Activist investor Bill Ackman told CNBC on Wednesday that his losses from betting against Herbalife have been "more than cut in half" based on the recent downturn of the nutritional supplement company's stock.
"This is unfortunately a very bad company, causing a lot of harm," Ackman said in a "Squawk Box" interview.
Ackman's $13 billion Pershing Square Capital Management first shorted Herbalife on May 1, 2012.
When he announced it publicly in December of that year, the hedge fund manager called the health company a pyramid scheme and said his position was worth $1 billion.
Pershing Square—which restructured its position using options—took a beating as Herbalife stock increased more than 165 percent in 2013 with rivals Carl Icahn and Dan Loeb taking the other side of the trade.

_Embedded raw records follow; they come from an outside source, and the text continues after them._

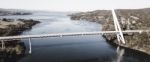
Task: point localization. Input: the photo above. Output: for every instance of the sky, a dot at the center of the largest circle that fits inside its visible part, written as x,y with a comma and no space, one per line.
73,5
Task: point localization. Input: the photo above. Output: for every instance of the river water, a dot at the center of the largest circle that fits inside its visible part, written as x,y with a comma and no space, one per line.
89,48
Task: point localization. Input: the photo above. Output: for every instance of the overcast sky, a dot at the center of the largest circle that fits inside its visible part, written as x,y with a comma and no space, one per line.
72,5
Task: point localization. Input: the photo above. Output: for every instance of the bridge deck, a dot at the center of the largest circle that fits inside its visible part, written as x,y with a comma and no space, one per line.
69,34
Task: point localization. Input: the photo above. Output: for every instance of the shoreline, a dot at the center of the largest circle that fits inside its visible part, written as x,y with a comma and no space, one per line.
129,19
10,27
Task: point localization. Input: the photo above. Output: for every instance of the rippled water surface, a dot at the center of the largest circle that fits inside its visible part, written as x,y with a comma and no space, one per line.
89,48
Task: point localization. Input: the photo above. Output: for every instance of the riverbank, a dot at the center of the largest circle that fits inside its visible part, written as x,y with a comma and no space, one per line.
129,19
6,12
10,27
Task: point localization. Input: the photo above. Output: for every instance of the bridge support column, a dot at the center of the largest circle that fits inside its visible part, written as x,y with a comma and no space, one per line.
2,45
30,46
120,36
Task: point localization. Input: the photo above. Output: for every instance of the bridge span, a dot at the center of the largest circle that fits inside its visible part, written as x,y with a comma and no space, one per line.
69,34
117,31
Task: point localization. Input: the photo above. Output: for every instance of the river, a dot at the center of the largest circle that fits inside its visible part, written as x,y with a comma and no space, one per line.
89,48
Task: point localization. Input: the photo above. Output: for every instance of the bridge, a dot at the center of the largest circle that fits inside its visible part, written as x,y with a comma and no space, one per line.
117,31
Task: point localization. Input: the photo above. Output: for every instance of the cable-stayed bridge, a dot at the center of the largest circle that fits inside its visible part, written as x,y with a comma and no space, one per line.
117,31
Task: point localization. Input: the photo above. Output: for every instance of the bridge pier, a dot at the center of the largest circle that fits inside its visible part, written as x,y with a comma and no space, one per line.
30,46
2,45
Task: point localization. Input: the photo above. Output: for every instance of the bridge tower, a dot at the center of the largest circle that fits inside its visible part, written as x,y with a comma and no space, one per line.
120,36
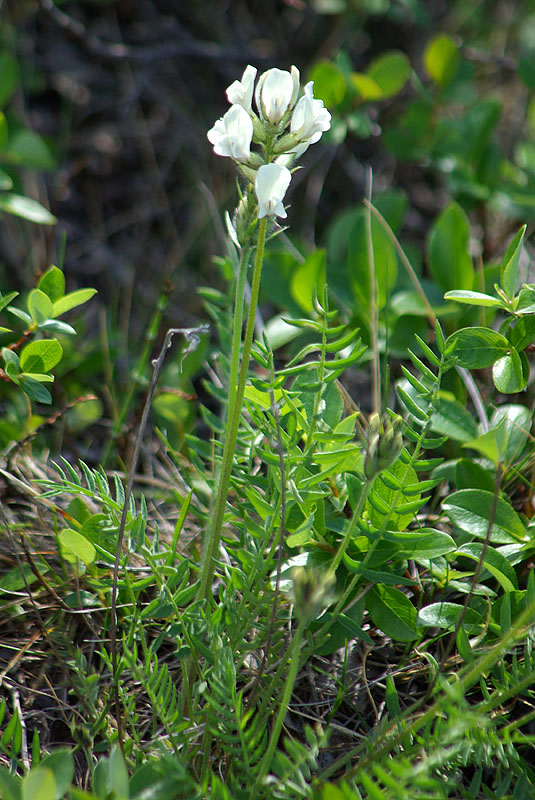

So far this year, shares of Herbalife have fallen more than 25 percent—as an alphabet-soup of Washington agencies and at least two state attorneys general are investigating the company.
"Our goal was to shine a spotlight on the situation" at Herbalife, Ackman said on CNBC.
Last week, Herbalife was hit with a shareholder class action lawsuit that accused the company of failing to disclose to investors that its operations were based on a pyramid scheme.
Herbalife has steadfastly defended its business model and denied Ackman's accusations.